US3 — incremental release (POST /hooks/{name}/releases): mints vN+1 (201) or returns the existing release on a duplicate digest (200, idempotent), advancing live without touching the convention. Catalog/history/detail reads: GET /hooks, GET /hooks/{name}/releases[/{version}].

US4 — rollback (PUT /hooks/{name}/live): repoints live to a prior release; history and already-produced rows' provenance are preserved.

US5 — scoped M2M credentials: optional second JWT issuer (auth.extra_issuer) with iss-routed verification (RS256/EdDSA). Principal gains scopes + has_scope; new RequiresScope gate (scope OR ADMIN) wired into the command/query auth metaclasses, startup validation, and identity resolution. Deploy → conventions:write; release/live → hooks:write (ADMIN still accepted). The primary HS256 path is byte-identical when no second issuer is configured.

Testing

TDD throughout. 1155 unit + 7 contract + 120 integration tests pass; ruff and ty check osa clean. New this PR: handler/gate/token unit tests, DB-free hook contract tests, and centralized error-mapping unit tests. The integration suite exercises the registry adapter, migration, and provenance chain against real Postgres.

Notes

  • Pre-launch: forward-only schema, no data backfill.
  • Out of scope (deferred, per spec): reconciliation, reproducible export/snapshot identity, tamper-evidence/signing.

rorybyrne and others added 8 commits June 13, 2026 18:24
WIP checkpoint. Foundational + US1 (bundled deploy) + US2 (per-row provenance)
production layer for hook versioning. Production type-checks clean; new unit
tests pass. Existing test fixtures not yet migrated (suite red); Alembic
migration and US3/US4/US5 endpoints pending.

- Split HookDefinition -> HookIdentity (name+feature); runtime+source_ref move
  to the immutable, integer-versioned HookRelease entity.
- New validation-domain registry: Hook/HookRelease/HookRun; HookRegistry port +
  Postgres adapter (row-locked gap-free versions, idempotent-on-digest releases,
  live-pointer advance/rollback, resolve_live snapshot, append-only hook_runs).
- Tables hooks/hook_releases/hook_runs; features.* gain run_id; conventions PK
  srn->id; records convention_srn->convention_id.
- ConventionSRN -> ConventionId across deposition/record/ingest/curation/
  validation; conventions reference hooks by name; transactional bundled
  POST /conventions deploy fan-out.
- Provenance: resolve-at-run-start snapshot; one hook_run per hook per batch;
  run_id threaded through ingest and deposition feature-insert paths; runners
  take (identity, release).

Co-Authored-By: Claude Fable 5 <noreply@anthropic.com>
Drop hook_run_ids pass-through from ValidationCompleted, DepositionApproved,
RecordDraft, RecordPublished, HookBatchCompleted, IngestBatchPublished — it was
tramp data riding through curation/record handlers that don't use it.

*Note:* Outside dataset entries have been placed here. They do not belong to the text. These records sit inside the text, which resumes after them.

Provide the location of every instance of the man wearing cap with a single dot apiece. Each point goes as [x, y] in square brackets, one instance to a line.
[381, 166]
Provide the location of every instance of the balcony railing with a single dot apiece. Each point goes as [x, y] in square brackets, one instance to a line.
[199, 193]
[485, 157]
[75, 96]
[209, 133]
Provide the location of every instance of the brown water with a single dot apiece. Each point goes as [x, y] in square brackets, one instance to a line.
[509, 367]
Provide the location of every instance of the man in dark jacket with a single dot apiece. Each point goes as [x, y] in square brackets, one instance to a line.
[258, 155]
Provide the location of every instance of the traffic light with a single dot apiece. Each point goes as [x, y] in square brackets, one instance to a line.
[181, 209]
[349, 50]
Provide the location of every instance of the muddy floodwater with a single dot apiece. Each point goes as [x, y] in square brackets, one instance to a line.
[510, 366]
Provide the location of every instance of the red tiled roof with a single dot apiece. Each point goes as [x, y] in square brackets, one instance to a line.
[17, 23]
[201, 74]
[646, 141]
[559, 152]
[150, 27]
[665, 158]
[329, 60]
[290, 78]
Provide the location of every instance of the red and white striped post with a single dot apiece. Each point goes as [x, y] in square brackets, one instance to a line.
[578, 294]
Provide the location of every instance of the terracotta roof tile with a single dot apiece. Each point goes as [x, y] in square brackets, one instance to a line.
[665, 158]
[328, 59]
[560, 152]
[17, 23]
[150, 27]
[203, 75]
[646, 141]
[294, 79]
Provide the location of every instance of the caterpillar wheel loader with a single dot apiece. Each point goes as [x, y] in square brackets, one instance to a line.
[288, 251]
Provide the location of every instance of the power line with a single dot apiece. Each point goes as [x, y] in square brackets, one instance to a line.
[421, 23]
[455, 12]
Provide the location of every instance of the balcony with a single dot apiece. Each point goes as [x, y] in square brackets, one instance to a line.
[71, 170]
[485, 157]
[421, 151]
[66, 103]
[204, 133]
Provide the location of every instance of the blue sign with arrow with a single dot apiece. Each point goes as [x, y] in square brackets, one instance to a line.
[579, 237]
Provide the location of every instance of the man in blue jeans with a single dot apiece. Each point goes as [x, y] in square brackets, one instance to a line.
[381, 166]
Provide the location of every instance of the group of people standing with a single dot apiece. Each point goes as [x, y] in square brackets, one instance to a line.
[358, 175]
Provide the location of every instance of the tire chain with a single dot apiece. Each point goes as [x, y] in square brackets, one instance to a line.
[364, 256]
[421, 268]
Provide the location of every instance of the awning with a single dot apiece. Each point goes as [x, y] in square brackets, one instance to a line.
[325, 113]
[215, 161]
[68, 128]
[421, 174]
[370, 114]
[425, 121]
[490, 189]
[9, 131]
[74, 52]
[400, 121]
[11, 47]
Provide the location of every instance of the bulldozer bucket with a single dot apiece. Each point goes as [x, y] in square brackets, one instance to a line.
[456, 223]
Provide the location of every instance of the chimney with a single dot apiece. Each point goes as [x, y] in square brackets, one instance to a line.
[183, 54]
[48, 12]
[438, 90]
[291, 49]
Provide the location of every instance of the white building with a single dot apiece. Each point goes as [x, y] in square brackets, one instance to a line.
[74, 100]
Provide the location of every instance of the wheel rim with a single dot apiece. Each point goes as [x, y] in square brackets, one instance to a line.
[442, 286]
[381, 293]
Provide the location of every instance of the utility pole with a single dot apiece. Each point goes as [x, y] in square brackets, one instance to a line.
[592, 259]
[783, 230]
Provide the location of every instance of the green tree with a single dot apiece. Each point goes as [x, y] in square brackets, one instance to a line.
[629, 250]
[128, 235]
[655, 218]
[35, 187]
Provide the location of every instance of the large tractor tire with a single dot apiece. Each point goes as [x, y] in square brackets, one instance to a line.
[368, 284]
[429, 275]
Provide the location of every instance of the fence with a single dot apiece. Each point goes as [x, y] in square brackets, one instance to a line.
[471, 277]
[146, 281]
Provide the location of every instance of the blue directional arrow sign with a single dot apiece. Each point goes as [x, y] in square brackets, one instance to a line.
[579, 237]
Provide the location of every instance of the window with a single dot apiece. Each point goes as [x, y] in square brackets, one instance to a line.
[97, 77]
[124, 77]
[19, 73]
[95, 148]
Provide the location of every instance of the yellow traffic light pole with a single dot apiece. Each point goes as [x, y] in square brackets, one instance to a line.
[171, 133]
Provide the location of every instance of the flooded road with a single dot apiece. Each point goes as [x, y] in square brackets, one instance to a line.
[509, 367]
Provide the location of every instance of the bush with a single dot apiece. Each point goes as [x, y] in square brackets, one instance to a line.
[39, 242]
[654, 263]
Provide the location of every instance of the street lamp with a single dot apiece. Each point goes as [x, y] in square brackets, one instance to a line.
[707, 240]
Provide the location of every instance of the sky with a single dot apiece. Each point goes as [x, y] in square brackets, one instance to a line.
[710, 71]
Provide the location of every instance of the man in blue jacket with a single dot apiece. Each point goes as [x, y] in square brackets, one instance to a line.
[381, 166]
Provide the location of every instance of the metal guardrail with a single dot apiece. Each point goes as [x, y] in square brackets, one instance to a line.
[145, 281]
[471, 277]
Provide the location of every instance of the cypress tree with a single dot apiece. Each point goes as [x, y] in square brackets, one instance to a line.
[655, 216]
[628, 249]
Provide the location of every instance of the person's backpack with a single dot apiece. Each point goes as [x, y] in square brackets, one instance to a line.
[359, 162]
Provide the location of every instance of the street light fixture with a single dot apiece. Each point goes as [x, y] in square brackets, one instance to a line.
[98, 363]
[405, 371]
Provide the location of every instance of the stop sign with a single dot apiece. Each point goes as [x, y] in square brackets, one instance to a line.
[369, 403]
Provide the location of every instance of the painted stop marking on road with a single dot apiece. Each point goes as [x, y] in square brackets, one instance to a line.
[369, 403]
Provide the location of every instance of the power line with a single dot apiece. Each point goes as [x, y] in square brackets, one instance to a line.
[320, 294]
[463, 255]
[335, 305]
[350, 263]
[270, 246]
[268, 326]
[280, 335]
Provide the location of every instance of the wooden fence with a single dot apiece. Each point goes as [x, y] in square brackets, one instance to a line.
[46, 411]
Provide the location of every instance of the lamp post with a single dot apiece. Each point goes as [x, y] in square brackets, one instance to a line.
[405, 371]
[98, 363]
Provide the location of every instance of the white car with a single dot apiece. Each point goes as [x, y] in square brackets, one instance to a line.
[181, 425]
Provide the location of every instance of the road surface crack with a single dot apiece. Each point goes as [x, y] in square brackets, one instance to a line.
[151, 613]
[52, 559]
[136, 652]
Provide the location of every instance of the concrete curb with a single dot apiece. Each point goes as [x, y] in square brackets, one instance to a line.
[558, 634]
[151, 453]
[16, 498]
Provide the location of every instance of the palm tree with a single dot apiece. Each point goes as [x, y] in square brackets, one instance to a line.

Instead reconstruct {hook_name: run_id} at feature-insert time from the keys the
consumer already holds, via a feature-domain HookRunReader port (Postgres
adapter: one indexed hook_runs ⋈ hook_releases join per batch / per deposition,
not per row). hook_runs are still written at execution time; provenance is
unchanged. Keeps provenance ownership in the validation tables and avoids a new
feature→validation domain-code edge.

Co-Authored-By: Claude Fable 5 <noreply@anthropic.com>
The HookRunReader port I'd put in the feature domain was wrong: it inverted
ownership (feature dictating a validation-aggregate query) and laundered a real
feature->validation dependency through an infra adapter that read validation's
tables.

hook_runs/hook_releases are validation-domain data, so the read capability
belongs there: run_ids_for_batch / run_ids_for_deposition now live on the
HookRegistry port + Postgres adapter (SQL) + HookRegistryService. The feature
insert handlers call the validation service directly — an honest, declared
service-to-service cross-domain read. Deleted the feature-domain reader port,
its adapter, and the DI binding.

Co-Authored-By: Claude Fable 5 <noreply@anthropic.com>
… types (#145)

Reconcile the committed #145 spine to the post-spec design-revisions doc, and
tighten loose string types into nominal value objects.

Identity & conventions
- ConventionId (slug@version) -> ConventionSlug: a frozen RootModel[str], bare
  unversioned slug. Conventions are now mutable; deploy is a declarative upsert
  by slug (ON CONFLICT DO UPDATE) with no caller version and no 409 path.
- DeployConvention command DTOs renamed to DeployConvention{Schema,Hook,Release};
  the shared HookDeploySpec is removed (release input is the command DTO; the
  internal deploy unit is deposition-domain HookDeploy).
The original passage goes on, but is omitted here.